C’est fini, Canal+ peut faire son débrief, sur Lugano, Pastore, Kombouaré, une masturbation télévisuelle sur une première loupée de Lugano est les 27 ballons perdus de Pastore effacés d’un coup de baguette magique par sa réalisation. Il n’y aura plus un mot sur les Brestois : ou si juste un, pour parler du coup de botte insensé de Lugano sur Roux. Quinze minutes de souffrance télévisuelle afin de meubler autour de l’un des trois tirs cadrés du PSG pour alimenter l’illusion d’une bonne prestation parisienne. Paris-Brest, c’était l’occasion de faire la fête au club qata-rien avec des buts en pagaille pouvait-on espérer du côté de la chaîne cryptée.

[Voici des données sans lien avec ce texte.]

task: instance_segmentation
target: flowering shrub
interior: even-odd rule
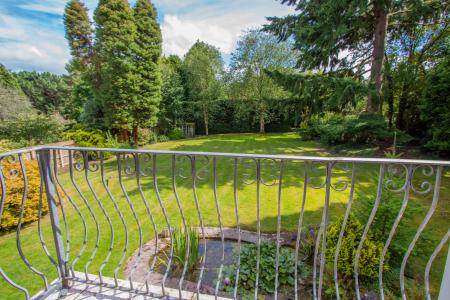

Il n’y en a eu qu’un et celui-ci n’est pas franchement mérité. On notera que le traditionnel panneau de statistiques, cher à Philippe Doucet, n’est pas apparu en fin de rencontre… Peut-être qu’un 51% de possession pour les Parisiens était insuffisant pour être affiché, en attendant, Brest va continuer à travailler dans l’ombre, comme ce soir.